Suddenly, William Antonio poked his head through a window between the workshop and their well-furnished home. Maria stopped for a moment to speak with him, then went back to her work, a craft that she also began practicing at about age 12. Although she began working in clay at that young age, she didn’t start making Catrinas until about 12 years ago when she married Francisco.
“Before I got married, at my house we used to work at making flower pots. We didn’t make the Catrinas.” She enjoys making the figures, although they require substantially more work. “It’s more tiring. Before I got married, it was 6 o’clock when I stopped. Now it’s more like 10.”
“We start at 7 a.m.,” added Francisco.
If their children decide to approach the Catrina challenge they will have their work cut out for them. Making Catrinas is not something you learn to do overnight; Francisco learned the craft through many difficult attempts.

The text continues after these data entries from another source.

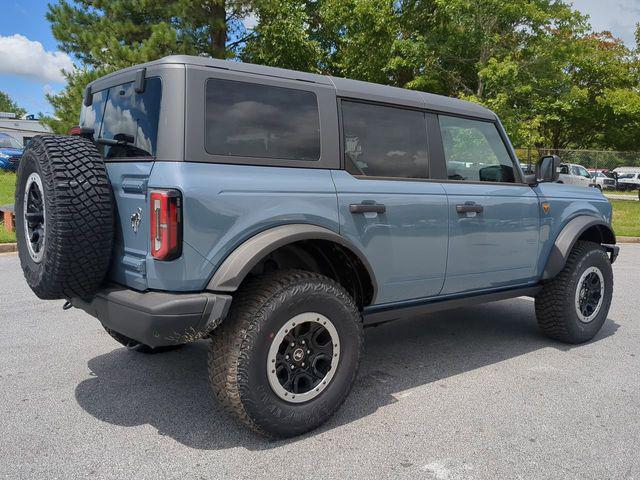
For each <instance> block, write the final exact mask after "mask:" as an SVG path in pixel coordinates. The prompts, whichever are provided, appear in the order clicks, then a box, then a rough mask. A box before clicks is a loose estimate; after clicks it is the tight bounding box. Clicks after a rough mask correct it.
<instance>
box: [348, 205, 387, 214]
mask: <svg viewBox="0 0 640 480" xmlns="http://www.w3.org/2000/svg"><path fill="white" fill-rule="evenodd" d="M349 211H350V212H351V213H384V212H386V211H387V207H386V206H385V205H383V204H382V203H352V204H351V205H349Z"/></svg>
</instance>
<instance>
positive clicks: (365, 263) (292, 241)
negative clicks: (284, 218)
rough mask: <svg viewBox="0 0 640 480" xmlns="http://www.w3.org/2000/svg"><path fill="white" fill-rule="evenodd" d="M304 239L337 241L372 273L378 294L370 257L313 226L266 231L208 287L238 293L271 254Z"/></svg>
mask: <svg viewBox="0 0 640 480" xmlns="http://www.w3.org/2000/svg"><path fill="white" fill-rule="evenodd" d="M302 240H326V241H330V242H335V243H337V244H339V245H341V246H343V247H344V248H346V249H348V250H350V251H351V252H352V253H353V254H354V255H356V256H357V257H358V259H359V260H360V261H361V262H362V264H363V265H364V267H365V268H366V270H367V273H368V274H369V277H370V280H371V285H372V287H373V297H372V299H375V298H376V295H377V293H378V284H377V282H376V278H375V276H374V273H373V269H372V268H371V264H370V263H369V261H368V260H367V257H366V256H365V255H364V253H362V252H361V251H360V250H359V249H358V248H357V247H355V246H354V245H353V244H352V243H351V242H350V241H348V240H347V239H345V238H344V237H342V236H341V235H339V234H337V233H336V232H333V231H332V230H329V229H328V228H324V227H319V226H317V225H310V224H288V225H280V226H278V227H273V228H270V229H268V230H264V231H263V232H260V233H258V234H256V235H254V236H253V237H251V238H249V239H248V240H246V241H245V242H244V243H242V244H241V245H239V246H238V247H236V249H235V250H233V251H232V252H231V254H229V255H228V256H227V258H226V259H225V260H224V261H223V262H222V264H221V265H220V266H219V267H218V269H217V270H216V271H215V273H214V274H213V277H211V280H210V281H209V283H208V284H207V290H210V291H213V292H235V291H236V290H237V289H238V287H240V284H241V283H242V281H243V280H244V278H245V277H246V276H247V274H248V273H249V272H250V271H251V270H252V269H253V267H255V266H256V265H257V264H258V262H259V261H260V260H262V259H263V258H264V257H265V256H266V255H268V254H269V253H271V252H273V251H275V250H277V249H278V248H280V247H283V246H285V245H289V244H291V243H294V242H299V241H302Z"/></svg>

“It was all hard. When I made my first Catrina, they came out to be not so fine.” They come out fine now. The newest member of the Frida Catrinas, now crowned with her own exquisite wreath about her head, was set aside to dry, while several of the others were placed in the oven.
Manchas still dozed just outside the opening where Francisco now needed to put the wood.
“He doesn’t want to move,” Francisco said with a laugh. He splintered a piece of wood with a loud crack that finally roused Manchas, who moved about six feet away and plopped onto the ground.
Francisco placed sheets of tin over the oven, anchored them with a brick, then lit a single piece of wood on the bottom. He would keep a very low fire for the first two hours – anything hotter and the Catrinas would break – then increase the heat for another three hours. The process would turn them a much brighter orange, and they would be painted before delivery.
By now a good fire had started in his parents' bigger oven, sunk halfway into the ground except for an excavated area for the opening where the wood was placed. Thick smoke filled the yard with a sweet pine flavor while roosters crowed from distant yards and birds sang in the trees. Hot sunshine burrowed into the yard and Manchas moved into some shade under a truck to continue his nap.
There would be no sleep for Francisco and Maria. They still had to finish another order: 30 hand-sized pairs of Catrinas depicting a bride and groom, complete in wedding dress and a tuxedo, for a business in Uruapan.
“These are harder to make,” said Maria, undaunted as she began the new task.